Résumé du chapitre 5 de L’hypothèse Dieu

 

L’origine de l’univers et de la vie

Tout indique qu’il n’y a jamais eu ni commencement ni origine d’un cosmos infini. Pour ce qui est de l’origine de la vie, on l’attribue au hasard, opérant sous des contraintes de plus en plus précises pendant des milliards d’années.

Généalogie de l’idée d’un Dieu créateur. Rien ne distingue la Genèse parmi toutes les autres fantaisies mythiques sur les origines de l’univers, sinon la prétention, bien occidentale, qu’elle est d’inspiration divine. Nous retraçons les origines bien humaines des textes bibliques.

Le néant. L’histoire nous montre la « vacuité » de la notion de néant pour expliquer la création. Philosophes et scientifiques s’emploient à la dissoudre. Lorsqu’on cesse de confondre le commencement de notre univers avec l’origine de tout, l’idée même d’une création à partir de rien s’avère inutile.

Du dessein intelligent et du principe anthropique. Deux thèses de résistance à la constatation scientifique que le hasard est au cœur du processus évolutif. L’idée que notre univers obéisse à un plan préétabli ne tient pas la route, au point que la justice américaine a interdit d’inclure les idées créationnistes dans les cours de science. Les scientifiques rejettent majoritairement la version d’un principe anthropique fort qui suppose que ce qui existe devait exister. Ce principe vise à sauver l’idée que l’homme est l’aboutissement de l’univers, une idée qui ne résiste pas aux données scientifiques.
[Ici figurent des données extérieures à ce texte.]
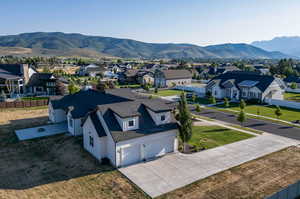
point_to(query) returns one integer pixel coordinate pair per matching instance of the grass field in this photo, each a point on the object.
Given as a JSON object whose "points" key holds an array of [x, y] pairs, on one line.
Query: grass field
{"points": [[34, 98], [269, 111], [292, 97], [256, 179], [168, 92], [53, 167], [214, 136]]}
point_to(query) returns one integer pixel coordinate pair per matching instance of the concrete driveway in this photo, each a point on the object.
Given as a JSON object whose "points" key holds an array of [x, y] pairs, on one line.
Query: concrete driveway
{"points": [[262, 125], [177, 170], [32, 133]]}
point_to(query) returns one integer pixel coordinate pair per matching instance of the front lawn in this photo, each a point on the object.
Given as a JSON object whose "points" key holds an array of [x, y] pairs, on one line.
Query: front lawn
{"points": [[292, 97], [269, 111], [168, 92], [34, 98], [214, 136]]}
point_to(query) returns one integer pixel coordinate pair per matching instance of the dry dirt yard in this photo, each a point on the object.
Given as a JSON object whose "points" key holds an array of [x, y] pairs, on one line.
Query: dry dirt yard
{"points": [[253, 180], [58, 167], [53, 167]]}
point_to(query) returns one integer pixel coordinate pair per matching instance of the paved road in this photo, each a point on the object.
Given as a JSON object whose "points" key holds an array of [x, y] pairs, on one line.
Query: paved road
{"points": [[177, 170], [263, 125]]}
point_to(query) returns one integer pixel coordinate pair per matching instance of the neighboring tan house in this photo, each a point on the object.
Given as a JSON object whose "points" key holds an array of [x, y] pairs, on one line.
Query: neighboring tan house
{"points": [[145, 77], [14, 78], [128, 76], [118, 125], [169, 78], [238, 85], [44, 84]]}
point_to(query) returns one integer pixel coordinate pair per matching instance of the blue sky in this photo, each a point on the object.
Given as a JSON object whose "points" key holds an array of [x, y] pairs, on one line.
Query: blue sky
{"points": [[201, 22]]}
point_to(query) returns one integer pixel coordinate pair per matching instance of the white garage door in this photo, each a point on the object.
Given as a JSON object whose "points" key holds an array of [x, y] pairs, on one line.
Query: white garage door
{"points": [[159, 147], [131, 155]]}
Brève histoire du finalisme. Les philosophes ont toujours été divisés au sujet du finalisme. Les concepts se bousculent et n’expliquent rien : finalisme immanent ou transcendant, cause finale, dessein, but, intention. Un terrain fertile pour construire l’idée d’un Dieu créateur dont le projet aboutit à l’homme, créé à son image. Les cultures qui se sont intéressées à la question de l’origine du monde ont développé des mythes extrêmement divers dans lesquels l’imagination humaine s’est donné libre cours. La science démontre maintenant que l’humain pense par analogie. Elle sonne le glas du finalisme.

Généalogie de la résistance au concept du hasard. Le hasard fait partie de la vie courante. Non pas l’absence de causes, mais la rencontre de séries causales indépendantes. On le constate dans la rencontre de deux êtres qui s’unissent pour procréer et dans la victoire d’un seul des quelque vingt millions de spermatozoïdes qui luttent pour féconder un ovule à la suite d’une éjaculation normale. Mais lorsque l’anthropocentrisme reprend du service, on refuse d’y voir le mécanisme de base de l’évolution. Si l’espace-temps du quotidien rend difficile de concevoir notre monde comme le fruit du hasard, un recul de quelques milliards d’années aide à comprendre que le hasard – mutation génétique et milieu – préside à l’évolution.